Cinematography understanding refers to the ability to recognize not only the visual content of a scene but also the cinematic techniques that shape narrative meaning. This capability is attracting increasing attention, as it enhances multimodal understanding in real-world applications and underpins coherent content creation in film and media. As the most comprehensive benchmark for this task, ShotBench spans a wide range of cinematic concepts and VQA-style evaluations, with ShotVL achieving state-of-the-art results on it. However, our analysis reveals that ambiguous option design in ShotBench and ShotVL's shortcomings in reasoning consistency and instruction adherence undermine evaluation reliability, limiting fair comparison and hindering future progress. To overcome these issues, we systematically refine ShotBench through consistent option restructuring, conduct the first critical analysis of ShotVL's reasoning behavior, and introduce an extended evaluation protocol that jointly assesses task accuracy and core model competencies. These efforts lead to RefineShot, a refined and expanded benchmark that enables more reliable assessment and fosters future advances in cinematography understanding.

Paper Structure

This paper contains 17 sections, 7 equations, 5 figures, 5 tables.

Figures (5)

  • Figure 1: Overview of our work. We first analyze and refine the options in ShotBench to address their inconsistencies, then examine state-of-the-art models and reveal their reliability defects. Based on these findings, we propose a new evaluation protocol and demonstrate its effectiveness through comprehensive experiments.
  • Figure 2: Refining dataset options by introducing a finer-grained taxonomy and replacing inconsistent choices in ShotBench. This ensures that options within each question are mutually exclusive and of consistent granularity.
  • Figure 3: Refinement Case. This figure shows how inconsistent lighting type labels are improved for a benchmark dataset.

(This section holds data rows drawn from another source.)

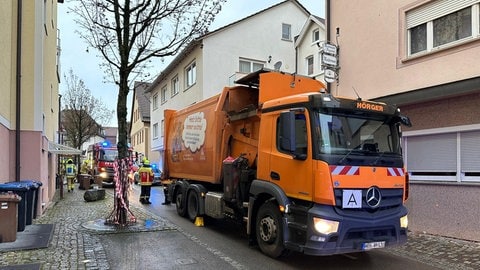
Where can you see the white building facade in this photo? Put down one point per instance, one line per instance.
(215, 60)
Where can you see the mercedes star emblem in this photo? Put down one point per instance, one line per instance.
(373, 197)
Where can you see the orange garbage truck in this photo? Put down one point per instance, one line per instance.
(304, 170)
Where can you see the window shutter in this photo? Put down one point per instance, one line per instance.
(435, 9)
(470, 149)
(432, 153)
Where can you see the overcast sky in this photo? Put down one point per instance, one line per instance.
(85, 64)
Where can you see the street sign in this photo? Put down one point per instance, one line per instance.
(329, 60)
(330, 75)
(330, 49)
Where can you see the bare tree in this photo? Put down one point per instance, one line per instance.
(83, 115)
(127, 35)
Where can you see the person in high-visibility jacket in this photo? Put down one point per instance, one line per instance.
(146, 178)
(70, 172)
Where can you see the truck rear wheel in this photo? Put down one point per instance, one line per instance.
(192, 205)
(269, 230)
(180, 202)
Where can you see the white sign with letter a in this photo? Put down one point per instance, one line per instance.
(352, 198)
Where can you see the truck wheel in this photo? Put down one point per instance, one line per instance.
(269, 230)
(192, 205)
(180, 204)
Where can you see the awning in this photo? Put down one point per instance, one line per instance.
(56, 148)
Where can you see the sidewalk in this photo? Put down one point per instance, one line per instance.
(155, 243)
(152, 243)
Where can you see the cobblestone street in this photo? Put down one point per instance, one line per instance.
(74, 247)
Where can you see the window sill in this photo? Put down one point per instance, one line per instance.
(452, 46)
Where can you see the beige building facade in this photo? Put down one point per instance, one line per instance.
(29, 107)
(423, 56)
(265, 39)
(140, 124)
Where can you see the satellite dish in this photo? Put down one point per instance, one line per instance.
(277, 65)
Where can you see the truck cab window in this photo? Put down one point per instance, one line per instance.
(342, 134)
(299, 136)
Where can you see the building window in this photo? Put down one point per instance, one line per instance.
(175, 86)
(155, 101)
(440, 24)
(164, 94)
(155, 130)
(286, 31)
(315, 36)
(162, 131)
(247, 66)
(452, 27)
(191, 74)
(310, 65)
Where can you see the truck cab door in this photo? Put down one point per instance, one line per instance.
(291, 155)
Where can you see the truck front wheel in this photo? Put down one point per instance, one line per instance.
(269, 230)
(192, 205)
(180, 202)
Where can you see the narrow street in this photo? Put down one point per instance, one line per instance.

We first map the ground-truth option to its corresponding refined category, remove options from mismatched categories, replace them with alternatives from the same category, and finally randomize the order to ensure fairness.
  • Figure 4: Model Analysis. This figure shows two main defects of ShotVL models: reasoning unfaithfulness, with frequent mismatches between reasoning and answers, and poor instruction adherence, where prompts are ignored in favor of long repetitive outputs.
  • Figure 5: Instruction adherence case. This case shows the instruction adherence of different models. When given a demonstration-based prompt, ShotVL fails to follow the instructions and produces disorganized reasoning, whereas Qwen accurately follows the format, outputting each step and the final answer as required.